Do you want a garden that makes a real difference? Choose plants native to our Northeast region. The rewards will benefit you, your yard, and the environment—from reducing maintenance tasks to attracting earth-friendly pollinators such as native birds, butterflies, and bees. Native plant expert Uli Lorimer of the Native Plant Trust makes adding these superstar plants easier than ever before, with proven advice that every home gardener can follow. This incomparable sourcebook includes 235 recommended native trees, shrubs, vines, ferns, wildflowers, grasses, sedges, and annuals. It’s everything you need to know to create a beautiful and beneficial garden.
This must-have handbook is for gardeners in Connecticut, Delaware, Maine, Massachusetts, New Hampshire, New Jersey, New York, eastern Ohio, Pennsylvania, Rhode Island, and Vermont.

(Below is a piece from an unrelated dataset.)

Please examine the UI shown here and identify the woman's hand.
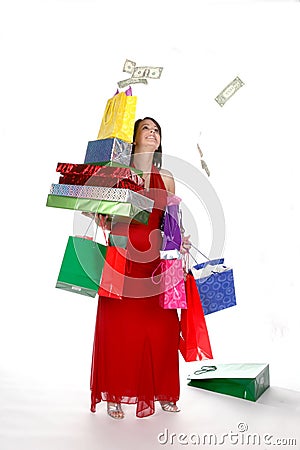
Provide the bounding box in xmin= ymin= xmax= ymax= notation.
xmin=95 ymin=213 xmax=111 ymax=230
xmin=180 ymin=234 xmax=191 ymax=255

In my current drive to Learn About Plants I visited the Garden in the Woods in Framingham with my kind and indulgent girlfriend (who is not into plants). Because I am me, when I was there I picked up a copy of The Northeast Native Plant Primer by Uli Lorimer, partly because it seemed like a useful reference but also partly because it makes a pretty coffee table book (there were lots of useful-looking references and I had to narrow it down somehow).
This book is not really a plant identification guide, or a care and keeping manual of the plants listed. It’s basically a getting-started list–each of the 235 plants identified has 1 picture, or occasionally 2, and a paragraph of copy, and a couple bits of key information (size, how much sun/shade it needs, what types of pollinators it attracts, and Latin and common names) (oddly, not it’s hardiness zones). It’s good for getting ideas to then follow up on later, and it’s very pretty.
First, I need to say that I love that Uli Lorimer wrote this book and I enjoyed it. But, the deficients are so large I can not ignore them. First and foremost, the NE is not one ecosystem. Northern Maine doesn't resemble Long Island at all. For this guide to be useful, we, the gardeners of the NE, need information about zones where the plant thrives and where it doesn't. Secondly, the illustrations don't fully illustrate the plant. I need to see the plant in each season to determine how does this plant grow, how big are its leaves... In summary, the book left me with so many questions that I might as well have been given a list to research online.
Such a work of love and respect for plant life in the Northeast. So easy to use, so friendly, accessible. Whether building a native plant garden, or figuring out what plant is right in front of you this boook is a gem.
Very helpful primer as a new-to-New-England (originally-from-the-Pacific-Northwest) gardener looking to diversify flora and fauna and transform the land where I live to a more holistic home, and one that honors native plants as necessary and beautiful ecosystems to sustain native bee, butterfly, bird, wildlife populations.
I've assembled a list of plants for my wishlist (after picking up a few last year at Garden in the Woods... which are quite happily popping back up this spring!), and look forward to adding more biodiverse planting each year.
My home won't be 100% native, as there are a mix of uses, including fruits and veg for human consumption and also an existing lawn that I will replace part, but not all, of, but I figure the more I know about what will grow well and belongs to this land, the more informed decisions I can make in the slow transformation to come!
Definitely not an in-depth analysis of each and every plant, but a very good starting point with beautiful pictures and meaningful commentary to inspire inquiry and curiosity!
Excellent portrayal of the region’s best native candidates for home gardens. He makes the case for using species vs. cultivars and then does a pretty responsible job of describing each plant’s needs, and its challenges as well, for example warning of the predilection of those that can spread out of control in a perennial bed or foundation planting. Ferns and grasses/ sedges have their own sections, nicely done.
I've read a number of native plant books and must admit this one wasn't one of my favorites. Its primarily a plant directory with only a little introduction on native plant gardening in general. There ar a large number of plant profiles, but no where near an inclusive list and I found the profiles themselves on the sparse side.
Not a bad book, but it could have used a lot more details for planning the landscape—what does the plant look like at different stages of growth? In different seasons?
borrowed from the library and i plan to purchase it. I'll come back to this one when I need a detailed plant guide that has a lot of problem solving already done.
Whether you tend to a small garden patch or oversee acres of meadows in the Northeast, Uri Lorimer provides a beautifully illustrated road map to planting natives in our landscapes.
2/25/24: 40% through. GREAT info so far. Yes, I agree with comments that the entire NE+MidAtlantic have many different ecosystems (and therefore so many different eco-specific natives), and there is much more that could have been added. But this is a PRIMER, a first book to teach about US Native plants. If it draws people in to adding Native plants to their gardens, it gets 5 stars in my mind.